Calling Models Through APIs
Learn how model applications connect to hosted APIs, including requests, parameters, and basic error handling.
Explanation
Most production apps connect to a model through an API rather than running the model directly.
You must send the right payload, handle errors gracefully, and log important metadata.
Application code should separate prompt creation from transport logic.
Why this topic matters in practice
In generative AI products, the model is only one part of the system. The surrounding workflow determines whether the output is useful, safe, and maintainable. This lesson matters because it helps you connect the idea to tasks such as tutoring, search, copilots, business assistants, and production automation.
Examples
Web app
A tutorial site sends a user question to a backend service, then returns the answer to the browser.
Batch processing
A script loops through customer comments and summarizes each one through an API.
Back-office automation
An internal app sends policy text and a question, then stores the answer for review.
A generic API request example in Python
The code below is intentionally concise so the underlying pattern stays clear. It focuses on the application logic you can reuse, even if you later switch model providers or deployment environments.
import requests
def call_model(endpoint, api_key, payload):
headers = {
"Authorization": f"Bearer {api_key}",
"Content-Type": "application/json"
}
response = requests.post(endpoint, json=payload, headers=headers, timeout=30)

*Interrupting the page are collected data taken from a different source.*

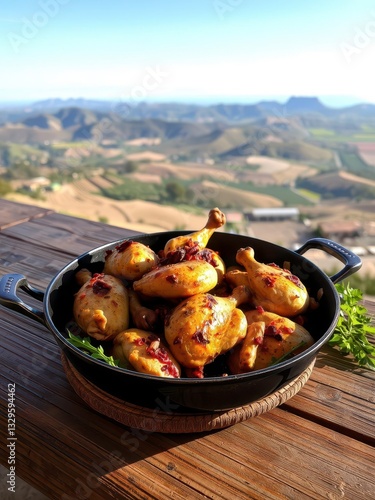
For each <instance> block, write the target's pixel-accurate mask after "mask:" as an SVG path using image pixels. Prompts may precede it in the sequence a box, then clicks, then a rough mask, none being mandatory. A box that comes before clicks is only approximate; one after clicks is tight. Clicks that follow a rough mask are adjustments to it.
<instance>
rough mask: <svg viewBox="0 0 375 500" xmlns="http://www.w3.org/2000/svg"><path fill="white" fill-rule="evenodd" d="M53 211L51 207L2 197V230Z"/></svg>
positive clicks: (42, 215) (1, 214)
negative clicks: (45, 207) (44, 207)
mask: <svg viewBox="0 0 375 500" xmlns="http://www.w3.org/2000/svg"><path fill="white" fill-rule="evenodd" d="M52 212H53V210H50V209H46V208H40V207H36V206H33V205H25V204H23V203H16V202H13V201H8V200H4V199H0V231H2V230H3V229H5V228H7V227H12V226H14V225H17V224H21V223H23V222H26V221H29V220H31V219H35V218H38V217H44V216H45V215H47V214H51V213H52Z"/></svg>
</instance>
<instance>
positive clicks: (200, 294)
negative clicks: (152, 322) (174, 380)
mask: <svg viewBox="0 0 375 500" xmlns="http://www.w3.org/2000/svg"><path fill="white" fill-rule="evenodd" d="M248 298H249V294H248V290H247V289H246V288H245V287H238V288H236V289H235V290H233V293H232V295H230V296H229V297H225V298H224V297H215V296H213V295H211V294H210V293H200V294H197V295H194V296H193V297H189V298H188V299H186V300H184V301H183V302H181V303H180V304H179V305H177V306H176V307H175V309H174V310H173V311H172V313H171V315H170V316H169V317H167V318H166V321H165V329H164V334H165V338H166V341H167V343H168V345H169V347H170V349H171V351H172V354H173V355H174V356H175V358H176V359H177V361H179V363H181V365H183V366H185V367H186V368H188V369H193V370H188V371H187V373H194V372H195V373H198V372H199V371H202V368H203V366H204V365H206V364H207V363H210V362H211V361H213V360H214V359H215V358H216V357H217V356H218V355H219V354H223V353H225V352H227V351H228V350H229V349H231V348H232V347H233V346H235V345H236V344H237V343H238V342H240V341H241V340H242V339H243V338H244V337H245V335H246V329H247V322H246V317H245V315H244V313H243V312H242V311H241V310H240V309H238V308H237V306H238V305H240V304H242V303H244V302H246V301H247V300H248ZM198 376H199V375H198Z"/></svg>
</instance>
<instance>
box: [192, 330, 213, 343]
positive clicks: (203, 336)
mask: <svg viewBox="0 0 375 500" xmlns="http://www.w3.org/2000/svg"><path fill="white" fill-rule="evenodd" d="M192 339H193V340H195V341H196V342H198V344H202V345H206V344H209V343H210V341H209V339H208V338H207V336H206V334H205V332H204V331H203V330H198V331H197V332H195V333H194V335H193V336H192Z"/></svg>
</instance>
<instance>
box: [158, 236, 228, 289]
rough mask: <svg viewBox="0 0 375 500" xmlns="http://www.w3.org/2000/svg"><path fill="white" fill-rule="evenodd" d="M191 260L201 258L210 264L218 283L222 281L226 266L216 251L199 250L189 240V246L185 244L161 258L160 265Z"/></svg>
mask: <svg viewBox="0 0 375 500" xmlns="http://www.w3.org/2000/svg"><path fill="white" fill-rule="evenodd" d="M192 260H203V261H205V262H208V263H209V264H211V265H212V266H213V267H214V268H215V269H216V272H217V279H218V283H221V282H222V281H223V278H224V274H225V271H226V267H225V263H224V261H223V259H222V258H221V257H220V255H219V254H218V252H215V250H211V249H210V248H204V249H203V250H199V248H198V245H195V244H193V242H191V246H190V245H186V246H185V247H184V248H180V249H178V250H174V251H173V252H169V253H168V256H167V257H164V258H162V259H161V261H160V265H162V266H165V265H168V264H176V263H177V262H184V261H192Z"/></svg>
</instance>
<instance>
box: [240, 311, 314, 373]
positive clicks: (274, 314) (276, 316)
mask: <svg viewBox="0 0 375 500" xmlns="http://www.w3.org/2000/svg"><path fill="white" fill-rule="evenodd" d="M245 316H246V319H247V322H248V324H249V325H251V324H254V323H256V324H257V323H259V322H263V323H264V324H265V329H264V337H263V341H261V339H260V338H259V339H258V341H259V342H260V345H259V347H258V349H257V353H256V359H255V362H254V364H253V366H252V370H259V369H260V368H266V367H267V366H270V365H272V364H274V363H275V362H277V361H278V360H282V359H284V358H285V357H287V356H288V355H289V354H293V355H295V354H299V353H300V352H303V351H304V350H306V349H307V348H308V347H310V346H311V345H313V343H314V339H313V337H312V336H311V335H310V333H309V332H308V331H307V330H306V328H304V327H303V326H301V325H299V324H298V323H296V322H294V321H292V320H291V319H289V318H284V317H282V316H279V315H278V314H275V313H271V312H267V311H263V310H261V309H260V310H253V311H247V312H246V313H245Z"/></svg>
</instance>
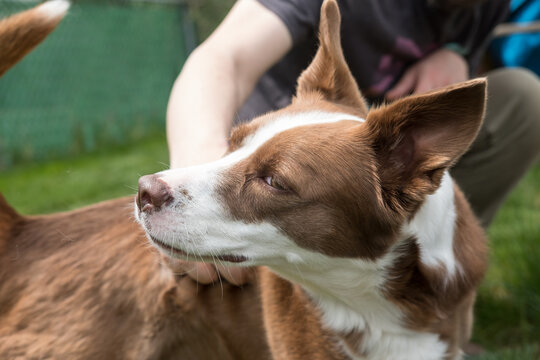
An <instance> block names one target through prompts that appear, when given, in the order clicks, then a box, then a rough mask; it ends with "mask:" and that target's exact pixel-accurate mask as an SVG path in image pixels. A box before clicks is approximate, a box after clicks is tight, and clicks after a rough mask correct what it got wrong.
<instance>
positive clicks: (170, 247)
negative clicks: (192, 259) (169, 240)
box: [150, 235, 187, 256]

response.raise_for_status()
return response.json()
payload = {
"input": "Explain embeddings in plain English.",
"temperature": 0.2
}
# Replace with your actual endpoint and key.

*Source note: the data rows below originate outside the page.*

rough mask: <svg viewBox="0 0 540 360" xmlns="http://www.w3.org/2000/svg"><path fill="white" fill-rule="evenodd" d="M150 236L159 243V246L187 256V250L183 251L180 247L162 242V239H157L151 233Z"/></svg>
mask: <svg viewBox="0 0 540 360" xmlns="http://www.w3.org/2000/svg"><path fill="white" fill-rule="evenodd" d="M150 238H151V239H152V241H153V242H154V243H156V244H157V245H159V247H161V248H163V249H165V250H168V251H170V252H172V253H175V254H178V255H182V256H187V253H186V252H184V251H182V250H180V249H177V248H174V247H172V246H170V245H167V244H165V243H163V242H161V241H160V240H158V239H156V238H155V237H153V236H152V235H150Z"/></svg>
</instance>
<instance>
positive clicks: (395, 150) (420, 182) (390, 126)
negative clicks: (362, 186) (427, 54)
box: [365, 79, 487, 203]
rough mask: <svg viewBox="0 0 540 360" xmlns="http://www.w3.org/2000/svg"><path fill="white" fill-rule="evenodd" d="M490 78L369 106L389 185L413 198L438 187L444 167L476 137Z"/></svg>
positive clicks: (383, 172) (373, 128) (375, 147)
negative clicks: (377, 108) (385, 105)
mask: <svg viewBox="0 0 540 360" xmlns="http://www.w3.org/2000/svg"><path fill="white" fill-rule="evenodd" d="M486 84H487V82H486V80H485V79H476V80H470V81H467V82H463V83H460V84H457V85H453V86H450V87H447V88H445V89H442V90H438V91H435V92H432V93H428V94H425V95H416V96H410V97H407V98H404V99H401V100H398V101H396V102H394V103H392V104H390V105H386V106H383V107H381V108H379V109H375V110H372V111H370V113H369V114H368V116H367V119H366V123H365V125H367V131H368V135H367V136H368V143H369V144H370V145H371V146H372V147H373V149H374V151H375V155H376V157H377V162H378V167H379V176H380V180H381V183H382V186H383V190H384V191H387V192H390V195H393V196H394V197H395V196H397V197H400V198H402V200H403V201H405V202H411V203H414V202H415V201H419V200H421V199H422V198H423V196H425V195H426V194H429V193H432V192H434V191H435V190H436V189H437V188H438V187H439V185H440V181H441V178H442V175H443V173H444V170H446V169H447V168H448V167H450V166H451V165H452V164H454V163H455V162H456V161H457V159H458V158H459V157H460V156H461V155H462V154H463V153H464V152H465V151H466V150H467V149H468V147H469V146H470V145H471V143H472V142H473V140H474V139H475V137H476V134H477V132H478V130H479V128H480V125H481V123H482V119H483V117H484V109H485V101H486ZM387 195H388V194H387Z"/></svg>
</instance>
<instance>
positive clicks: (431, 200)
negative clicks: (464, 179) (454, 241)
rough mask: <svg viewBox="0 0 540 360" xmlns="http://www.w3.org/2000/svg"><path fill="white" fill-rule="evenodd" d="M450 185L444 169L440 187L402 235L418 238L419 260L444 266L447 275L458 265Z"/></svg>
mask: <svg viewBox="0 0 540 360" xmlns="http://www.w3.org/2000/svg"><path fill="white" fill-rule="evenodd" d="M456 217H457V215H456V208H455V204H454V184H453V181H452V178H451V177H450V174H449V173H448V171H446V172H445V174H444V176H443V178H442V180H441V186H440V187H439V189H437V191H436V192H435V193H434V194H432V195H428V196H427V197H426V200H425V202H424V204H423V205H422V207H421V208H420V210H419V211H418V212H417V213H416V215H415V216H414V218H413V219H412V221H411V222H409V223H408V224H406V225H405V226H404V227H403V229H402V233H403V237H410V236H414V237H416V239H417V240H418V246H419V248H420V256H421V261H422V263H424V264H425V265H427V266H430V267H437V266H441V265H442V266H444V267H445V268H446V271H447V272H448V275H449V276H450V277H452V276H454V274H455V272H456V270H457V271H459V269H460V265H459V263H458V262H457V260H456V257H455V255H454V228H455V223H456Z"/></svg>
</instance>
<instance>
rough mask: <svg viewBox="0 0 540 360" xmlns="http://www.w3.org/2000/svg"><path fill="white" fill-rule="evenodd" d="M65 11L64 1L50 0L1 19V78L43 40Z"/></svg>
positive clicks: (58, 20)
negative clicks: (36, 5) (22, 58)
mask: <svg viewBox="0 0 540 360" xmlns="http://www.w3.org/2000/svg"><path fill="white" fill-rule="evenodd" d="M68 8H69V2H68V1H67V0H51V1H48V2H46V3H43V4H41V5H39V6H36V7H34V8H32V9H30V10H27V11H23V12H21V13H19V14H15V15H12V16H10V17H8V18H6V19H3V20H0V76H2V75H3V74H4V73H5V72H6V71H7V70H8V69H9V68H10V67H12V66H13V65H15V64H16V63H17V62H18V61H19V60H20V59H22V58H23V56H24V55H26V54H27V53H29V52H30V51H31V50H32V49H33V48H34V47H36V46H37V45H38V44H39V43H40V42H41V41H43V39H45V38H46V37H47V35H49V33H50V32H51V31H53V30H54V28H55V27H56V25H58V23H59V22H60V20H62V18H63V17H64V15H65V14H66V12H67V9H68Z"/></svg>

# print(call_model("https://your-model-endpoint", "YOUR_API_KEY", payload))How the coding section works
- The request function is generic so you can adapt it to your model provider.
- Separating headers, payload, and endpoint makes the code easier to maintain.

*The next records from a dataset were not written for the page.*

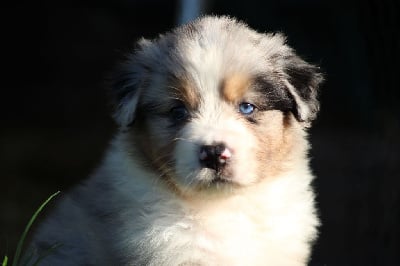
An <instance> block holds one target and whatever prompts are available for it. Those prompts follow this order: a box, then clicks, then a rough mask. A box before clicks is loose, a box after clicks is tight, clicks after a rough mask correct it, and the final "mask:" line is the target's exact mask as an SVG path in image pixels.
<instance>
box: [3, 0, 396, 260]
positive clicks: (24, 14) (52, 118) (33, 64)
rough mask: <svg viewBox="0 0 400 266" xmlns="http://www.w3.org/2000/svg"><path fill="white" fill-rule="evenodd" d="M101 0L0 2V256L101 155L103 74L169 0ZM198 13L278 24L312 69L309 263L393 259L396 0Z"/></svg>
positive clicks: (102, 148)
mask: <svg viewBox="0 0 400 266" xmlns="http://www.w3.org/2000/svg"><path fill="white" fill-rule="evenodd" d="M110 3H111V2H110ZM112 3H113V4H112V5H108V6H106V7H104V8H89V7H86V8H83V7H81V8H56V7H54V6H51V5H40V4H38V3H35V5H32V6H28V5H25V6H21V7H13V8H1V9H0V53H1V55H0V60H1V61H0V64H1V70H0V78H1V80H0V84H1V85H0V86H1V87H0V88H1V90H0V92H1V94H0V111H1V112H0V182H1V183H0V184H1V186H0V257H1V256H3V255H5V254H6V253H7V254H8V255H9V256H10V254H12V252H13V250H14V248H15V246H16V241H17V239H18V238H19V236H20V234H21V232H22V230H23V228H24V226H25V224H26V223H27V221H28V220H29V218H30V217H31V215H32V213H33V212H34V210H35V209H36V208H37V207H38V206H39V205H40V204H41V203H42V202H43V201H44V200H45V199H46V198H47V197H48V196H49V195H50V194H52V193H53V192H55V191H57V190H62V191H65V190H68V188H70V187H71V186H73V185H74V184H76V183H77V182H79V181H80V180H82V178H85V177H87V176H88V175H89V174H90V173H91V172H92V171H93V168H95V167H96V166H97V165H98V164H99V163H100V161H101V158H102V156H103V153H104V150H105V149H106V147H107V145H108V142H109V141H110V138H111V136H112V133H113V132H114V131H115V125H114V123H113V121H112V119H111V118H110V115H109V114H110V110H111V107H110V105H109V102H108V99H107V93H106V88H105V85H104V80H105V77H107V75H108V74H109V73H110V72H111V70H112V69H113V68H114V67H115V65H116V64H117V62H118V61H119V60H120V59H121V58H122V55H124V54H125V53H126V52H128V51H130V49H131V48H132V46H133V43H134V41H135V40H137V39H138V38H139V37H140V36H145V37H155V36H156V35H157V34H158V33H161V32H164V31H166V30H168V29H170V28H171V27H173V26H174V25H175V21H176V16H177V13H178V12H177V10H178V9H177V5H176V3H175V2H174V1H155V0H151V1H135V0H132V1H126V0H114V1H113V2H112ZM207 13H213V14H228V15H232V16H236V17H238V18H239V19H242V20H244V21H245V22H247V23H248V24H249V25H250V26H251V27H253V28H256V29H258V30H259V31H282V32H284V33H285V34H286V35H288V41H289V44H290V45H291V46H293V47H294V48H296V50H297V51H298V53H299V54H300V55H302V56H303V57H304V58H306V59H307V60H308V61H311V62H314V63H317V64H319V65H320V66H321V68H322V69H323V71H324V73H325V76H326V82H325V84H324V85H323V87H322V88H321V94H320V100H321V107H322V109H321V112H320V115H319V118H318V120H317V121H316V122H315V123H314V127H313V129H312V130H311V137H310V140H311V143H312V146H313V149H312V151H311V157H312V166H313V169H314V172H315V173H316V175H317V176H318V178H317V179H316V181H315V188H316V192H317V201H318V206H319V210H320V216H321V219H322V227H321V230H320V231H321V234H320V238H319V240H318V242H317V243H316V245H315V249H314V255H313V259H312V261H311V263H310V264H311V265H328V266H330V265H400V252H399V251H400V204H399V203H400V194H399V192H400V173H399V172H400V140H399V138H400V111H399V107H398V101H399V100H400V93H399V86H398V85H397V80H398V76H399V74H400V73H399V67H398V66H399V59H400V58H399V50H400V46H399V43H400V42H399V36H400V32H399V29H398V27H396V26H397V24H398V23H399V2H398V1H394V0H393V1H385V0H384V1H380V0H372V1H361V0H360V1H358V2H357V1H335V0H330V1H316V0H315V1H312V0H309V1H307V0H298V1H293V0H283V1H254V0H247V1H228V0H225V1H208V6H207ZM293 222H296V221H293Z"/></svg>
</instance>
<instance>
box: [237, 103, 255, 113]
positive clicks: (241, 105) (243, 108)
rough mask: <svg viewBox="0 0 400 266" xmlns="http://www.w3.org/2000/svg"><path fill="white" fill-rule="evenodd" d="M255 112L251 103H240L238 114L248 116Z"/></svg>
mask: <svg viewBox="0 0 400 266" xmlns="http://www.w3.org/2000/svg"><path fill="white" fill-rule="evenodd" d="M255 110H256V106H255V105H253V104H251V103H246V102H244V103H240V104H239V112H240V113H241V114H244V115H250V114H252V113H253V112H254V111H255Z"/></svg>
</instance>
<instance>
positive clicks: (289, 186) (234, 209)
mask: <svg viewBox="0 0 400 266" xmlns="http://www.w3.org/2000/svg"><path fill="white" fill-rule="evenodd" d="M123 158H124V156H121V157H119V156H117V155H116V154H114V155H113V156H112V160H118V161H120V160H122V161H124V160H123ZM111 165H113V163H111ZM130 169H131V170H128V171H133V172H135V175H136V176H142V177H143V179H142V178H140V179H135V180H132V179H130V178H129V177H130V176H131V175H132V173H129V174H128V173H125V174H123V173H121V172H120V173H119V177H121V176H126V179H125V180H121V178H118V179H119V182H118V183H114V185H111V186H112V187H113V188H114V189H115V191H114V193H113V196H112V197H107V198H108V199H112V202H125V203H124V205H130V206H133V208H131V209H130V210H128V209H126V208H124V209H121V210H115V209H114V208H118V206H119V205H120V204H117V203H116V204H109V206H110V208H112V209H110V210H109V211H110V212H112V213H118V214H119V215H118V216H119V217H120V219H119V220H118V222H117V226H118V230H117V232H118V234H116V235H114V237H115V238H114V239H113V241H112V242H113V243H114V244H116V245H117V246H116V248H115V249H116V250H120V256H121V257H120V260H121V261H124V262H125V263H126V264H127V265H268V264H269V263H268V264H266V263H267V262H270V263H271V265H304V264H305V263H306V261H307V258H308V255H309V248H308V243H310V242H311V241H312V240H313V238H314V236H315V232H316V231H315V226H316V225H317V224H318V221H317V219H316V216H315V214H314V207H313V203H312V202H313V195H312V193H311V191H309V190H307V187H308V185H309V182H310V181H311V175H309V173H307V171H306V169H304V172H301V171H298V172H297V173H290V174H286V175H283V176H281V177H279V178H276V179H273V180H268V181H265V182H264V183H262V184H258V185H257V186H254V187H251V188H246V189H242V190H240V191H236V192H235V193H233V194H232V193H228V192H226V193H227V194H225V195H219V194H215V195H211V196H208V197H203V198H200V199H199V198H190V197H187V198H185V199H182V198H180V197H177V196H176V195H175V194H174V193H171V192H170V191H169V189H168V188H166V187H165V186H163V185H162V183H158V185H159V186H157V185H156V186H155V184H157V178H158V177H156V176H152V175H151V174H150V175H149V174H148V173H147V174H146V173H145V172H141V171H138V168H135V167H132V168H130ZM141 181H143V182H141ZM116 184H117V185H116ZM128 203H129V204H128Z"/></svg>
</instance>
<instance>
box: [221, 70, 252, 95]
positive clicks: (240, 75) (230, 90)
mask: <svg viewBox="0 0 400 266" xmlns="http://www.w3.org/2000/svg"><path fill="white" fill-rule="evenodd" d="M249 87H250V78H249V77H248V76H247V75H244V74H235V75H230V76H229V77H227V78H226V79H224V81H223V82H222V86H221V93H222V97H223V98H224V99H225V100H226V101H228V102H237V101H239V100H240V99H241V98H242V97H243V95H244V94H245V92H246V91H247V90H248V88H249Z"/></svg>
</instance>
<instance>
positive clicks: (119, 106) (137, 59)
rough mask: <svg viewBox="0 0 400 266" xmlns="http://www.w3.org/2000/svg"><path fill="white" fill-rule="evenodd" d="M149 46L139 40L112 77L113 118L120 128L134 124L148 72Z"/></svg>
mask: <svg viewBox="0 0 400 266" xmlns="http://www.w3.org/2000/svg"><path fill="white" fill-rule="evenodd" d="M151 46H152V42H151V41H148V40H146V39H141V40H140V41H139V42H138V43H137V49H136V51H135V53H134V54H132V55H130V56H128V57H127V59H126V61H125V62H124V63H123V64H121V65H120V67H119V68H117V70H116V71H115V72H114V75H113V77H112V82H111V83H112V84H111V93H112V96H113V102H114V114H113V118H114V120H115V121H116V122H117V124H118V125H119V126H120V127H121V128H126V127H129V126H130V125H131V124H132V123H133V122H134V119H135V111H136V108H137V104H138V101H139V98H140V95H141V92H142V90H143V87H144V84H145V82H146V80H147V77H148V76H149V72H150V67H149V64H148V57H147V55H148V54H149V52H150V51H149V49H150V47H151Z"/></svg>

- Always add timeout handling and response checks in production.
Implementation advice
When turning this lesson into a real feature, think beyond the code snippet itself. Decide what inputs should be allowed, how you will validate outputs, how you will recover from errors, and how you will measure whether the feature is actually helping users. Those surrounding choices often determine whether an AI feature feels polished or unreliable.
Summary / key takeaways
- Model APIs are the bridge between your application and the model.
- Reliable integrations need timeouts, status checks, and logging.
- Keep prompt logic separate from transport code so both can evolve cleanly.
Exercises
- Why is timeout handling important in a model API call?
- Add a try/except block around the example function.
- List three fields you might want to log for debugging model requests.